Temp-pressure-chart-33776F1.jpg


In short if it's 90 degrees when you charget the system the high side pressure needs to be 250-270PSI
 
Sounds like pag150 with as thorough a clean out as I can do. I have a quart of flush and keep brake cleaner for general squirting on stuff to clean it. Still working on the head gasket over heating fiasco on my daughter's Malibu. Gonna do a vacuum and fill on that one too when we get it running but it already has 134a from the factory.
 
Sounds like pag150 with as thorough a clean out as I can do. I have a quart of flush and keep brake cleaner for general squirting on stuff to clean it. Still working on the head gasket over heating fiasco on my daughter's Malibu. Gonna do a vacuum and fill on that one too when we get it running but it already has 134a from the factory.

First, check out JDEstill's recent thread in this forum on upgrading his system; he used brake clean and was amazed how hard it was to get rid of even with extended pumping with a vacuum pump. If you do use it, I would really want to follow it with real AC flush anyway, so why use it?

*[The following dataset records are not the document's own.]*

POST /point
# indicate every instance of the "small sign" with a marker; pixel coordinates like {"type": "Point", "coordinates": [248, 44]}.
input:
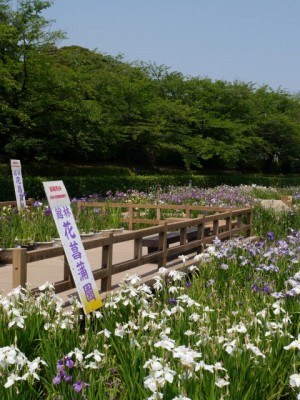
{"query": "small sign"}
{"type": "Point", "coordinates": [60, 205]}
{"type": "Point", "coordinates": [18, 183]}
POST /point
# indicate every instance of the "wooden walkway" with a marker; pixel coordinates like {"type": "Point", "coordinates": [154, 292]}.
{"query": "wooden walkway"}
{"type": "Point", "coordinates": [51, 270]}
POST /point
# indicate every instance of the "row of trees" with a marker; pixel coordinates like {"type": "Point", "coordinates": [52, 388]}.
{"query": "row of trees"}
{"type": "Point", "coordinates": [75, 105]}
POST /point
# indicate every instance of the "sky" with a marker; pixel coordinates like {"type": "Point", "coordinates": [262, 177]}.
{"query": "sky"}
{"type": "Point", "coordinates": [254, 41]}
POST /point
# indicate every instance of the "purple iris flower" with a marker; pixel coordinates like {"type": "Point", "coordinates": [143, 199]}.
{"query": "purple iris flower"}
{"type": "Point", "coordinates": [270, 236]}
{"type": "Point", "coordinates": [69, 362]}
{"type": "Point", "coordinates": [60, 366]}
{"type": "Point", "coordinates": [79, 385]}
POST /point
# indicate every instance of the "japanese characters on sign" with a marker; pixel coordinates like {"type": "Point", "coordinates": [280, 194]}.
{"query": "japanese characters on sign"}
{"type": "Point", "coordinates": [59, 203]}
{"type": "Point", "coordinates": [18, 183]}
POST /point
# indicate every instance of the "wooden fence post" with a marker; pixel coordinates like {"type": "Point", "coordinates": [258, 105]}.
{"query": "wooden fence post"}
{"type": "Point", "coordinates": [19, 267]}
{"type": "Point", "coordinates": [137, 248]}
{"type": "Point", "coordinates": [162, 246]}
{"type": "Point", "coordinates": [107, 253]}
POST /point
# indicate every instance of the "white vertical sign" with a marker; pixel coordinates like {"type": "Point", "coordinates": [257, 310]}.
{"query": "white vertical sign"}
{"type": "Point", "coordinates": [18, 183]}
{"type": "Point", "coordinates": [59, 203]}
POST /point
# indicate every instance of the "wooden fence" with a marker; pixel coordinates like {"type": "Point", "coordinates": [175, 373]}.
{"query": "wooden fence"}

Second, back in the dark ages of the 1990's when I last did a lot of reading up on all of this and conversions from R12 to R134a were in their infancy, ac tech magazines had lots of reports of compressor failure when pag oil was used in retrofits. The explanation then was that any system that had had a chlorinated refrigerant like R12 or R22 would have traces of acids and chlorides from tiny amounts of refrigerant decomposition that could not be flushed out and which would attack the pag oil and lead to failure, so you had to use ester oil unless it was a completely virgin installation with all new components (lines, hoses, compressor, evaporator, condenser, etc.). I converted my system to R134a with ester oil in about 1995 and it was still blowing nice cold air when I pulled the motor in 2008 or so. That was about 13 years of reliable service. I never "changed" the ester oil, and sadly haven't put it back together since but I expect the ac to still work if I ever do. I haven't read up on this stuff in a while so I don't know if pag oil is still considered incompatible with residues from chlorinated refrigerants or not, but I would still go with ester oil just in case.
 
Goodness this goes back n forth. I guess for $9 I can get some ester oil. or take my pag 150 and trade it for ester oil. I just don't want to crater the compressor Good2win22 hooked me up with by using the wrong oil.
 
The acid in the system is natural from the refrigerant. It happens with R-134 as well. Just make sure to flush it all out and use compressed air to blow through it when you're done Rich.